Recent studies suggest that tree-mediated methane emissions have the potential to offset the soil methane sink and may convert the forest from a net sink to a net source. However, tree-mediated CH₄ emissions represent an uncertain pathway of the total CH₄ flux from forested ecosystems. We measured the stem CH₄ fluxes from Alnus japonica in a riparian wetland of a temperate forest for a year using automated chambers. Three mature Alnus japonica trees grown naturally in the riparian wetland were selected for this study. Dissolved CH₄ concentrations in groundwater at two depths beneath each tree were measured biweekly. The sap flux for each tree was measured with Granier-type sensors.

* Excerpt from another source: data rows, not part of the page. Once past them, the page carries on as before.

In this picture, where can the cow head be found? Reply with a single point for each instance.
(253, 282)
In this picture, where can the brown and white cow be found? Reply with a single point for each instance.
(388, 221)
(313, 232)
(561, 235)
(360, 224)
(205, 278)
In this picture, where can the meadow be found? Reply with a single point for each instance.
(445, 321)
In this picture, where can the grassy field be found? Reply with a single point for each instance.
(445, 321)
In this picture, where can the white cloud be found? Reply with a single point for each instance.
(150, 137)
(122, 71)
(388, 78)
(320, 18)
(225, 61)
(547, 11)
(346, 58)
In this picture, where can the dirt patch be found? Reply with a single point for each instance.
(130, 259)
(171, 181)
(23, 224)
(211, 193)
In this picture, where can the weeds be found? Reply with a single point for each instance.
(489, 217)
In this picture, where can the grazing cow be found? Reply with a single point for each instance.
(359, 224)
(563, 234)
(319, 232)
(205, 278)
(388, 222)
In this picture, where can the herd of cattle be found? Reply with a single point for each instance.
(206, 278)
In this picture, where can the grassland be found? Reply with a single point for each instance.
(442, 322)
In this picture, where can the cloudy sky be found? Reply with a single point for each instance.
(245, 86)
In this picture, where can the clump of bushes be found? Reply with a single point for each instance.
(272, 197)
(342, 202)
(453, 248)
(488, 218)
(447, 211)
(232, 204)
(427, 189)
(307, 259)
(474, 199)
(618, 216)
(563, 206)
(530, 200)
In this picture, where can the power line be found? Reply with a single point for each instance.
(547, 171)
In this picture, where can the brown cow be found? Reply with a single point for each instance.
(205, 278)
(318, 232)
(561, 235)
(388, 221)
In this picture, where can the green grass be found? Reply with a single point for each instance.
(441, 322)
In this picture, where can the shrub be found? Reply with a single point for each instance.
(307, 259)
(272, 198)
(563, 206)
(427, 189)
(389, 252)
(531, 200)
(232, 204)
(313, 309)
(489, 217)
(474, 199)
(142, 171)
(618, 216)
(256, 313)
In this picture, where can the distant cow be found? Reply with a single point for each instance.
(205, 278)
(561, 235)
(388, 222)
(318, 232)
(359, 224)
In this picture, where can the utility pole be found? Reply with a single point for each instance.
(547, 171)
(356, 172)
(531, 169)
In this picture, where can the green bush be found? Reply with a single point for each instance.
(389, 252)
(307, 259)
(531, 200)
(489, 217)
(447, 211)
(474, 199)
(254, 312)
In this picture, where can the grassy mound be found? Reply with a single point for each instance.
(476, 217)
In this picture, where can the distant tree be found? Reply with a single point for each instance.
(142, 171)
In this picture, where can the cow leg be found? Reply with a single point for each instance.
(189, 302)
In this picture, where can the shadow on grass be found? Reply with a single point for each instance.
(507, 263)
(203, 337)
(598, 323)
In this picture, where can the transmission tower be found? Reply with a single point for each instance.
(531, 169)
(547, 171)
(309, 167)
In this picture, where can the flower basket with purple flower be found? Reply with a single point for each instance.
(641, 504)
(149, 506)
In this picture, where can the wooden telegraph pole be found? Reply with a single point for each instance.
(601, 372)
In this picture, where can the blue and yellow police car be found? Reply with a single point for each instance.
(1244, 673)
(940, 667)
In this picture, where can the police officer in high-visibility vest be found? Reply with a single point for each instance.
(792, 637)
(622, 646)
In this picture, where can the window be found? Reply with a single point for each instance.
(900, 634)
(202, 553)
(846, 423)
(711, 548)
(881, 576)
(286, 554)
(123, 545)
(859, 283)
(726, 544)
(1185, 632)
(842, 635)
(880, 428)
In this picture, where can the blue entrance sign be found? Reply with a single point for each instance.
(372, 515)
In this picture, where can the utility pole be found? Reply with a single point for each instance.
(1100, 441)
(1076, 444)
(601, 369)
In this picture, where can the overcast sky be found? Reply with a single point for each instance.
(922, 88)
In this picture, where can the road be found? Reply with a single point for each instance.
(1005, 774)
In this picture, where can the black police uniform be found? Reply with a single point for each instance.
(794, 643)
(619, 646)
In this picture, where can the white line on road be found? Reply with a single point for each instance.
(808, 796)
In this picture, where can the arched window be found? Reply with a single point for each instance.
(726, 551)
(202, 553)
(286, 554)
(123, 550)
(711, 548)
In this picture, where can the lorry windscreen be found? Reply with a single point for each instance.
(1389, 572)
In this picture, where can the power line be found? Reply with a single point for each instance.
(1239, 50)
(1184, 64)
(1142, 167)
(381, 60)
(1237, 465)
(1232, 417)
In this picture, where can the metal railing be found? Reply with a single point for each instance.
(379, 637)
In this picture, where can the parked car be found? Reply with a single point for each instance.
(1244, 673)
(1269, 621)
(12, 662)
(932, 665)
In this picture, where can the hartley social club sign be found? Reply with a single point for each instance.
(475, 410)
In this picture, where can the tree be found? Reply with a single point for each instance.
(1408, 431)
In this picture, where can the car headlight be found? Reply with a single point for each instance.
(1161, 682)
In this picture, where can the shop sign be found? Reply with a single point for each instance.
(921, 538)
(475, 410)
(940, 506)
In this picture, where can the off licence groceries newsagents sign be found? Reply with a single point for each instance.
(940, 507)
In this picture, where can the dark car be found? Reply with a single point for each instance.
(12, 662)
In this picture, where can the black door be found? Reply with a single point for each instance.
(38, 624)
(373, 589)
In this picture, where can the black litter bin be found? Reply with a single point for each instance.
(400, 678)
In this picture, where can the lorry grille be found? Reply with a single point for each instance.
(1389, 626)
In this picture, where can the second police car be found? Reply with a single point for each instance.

The stem CH₄ fluxes seasonally vary, showing summertime maxima and wintertime minima. The stem CH₄ fluxes positively correlate with dissolved CH₄ concentration in groundwater beneath the trees. In addition, stem CH₄ emissions were observed when the sap flux diminished during the defoliation period. These results indicate that CH₄ in the rhizosphere is transported in the gaseous form through intercellular space in trees. On the other hand, CH₄ transport by sap flux also likely exists based on our observations; stem CH₄ fluxes showed diurnal variation. We also observed that rainfall caused a clear increase in the stem CH₄ emissions. Temporal changes in the groundwater flow paths by rainfall would have affected the belowground CH₄ concentrations and the stem CH₄ flux. Dynamic changes in soil environmental conditions (soil temperature, groundwater flow) controlled dissolved CH₄ concentrations in groundwater, thus, stem CH₄ flux. Our findings highlight the need for continuous stem CH₄ flux measurements to better understand the controlling factors and future response of CH₄ dynamics in forests to climate change.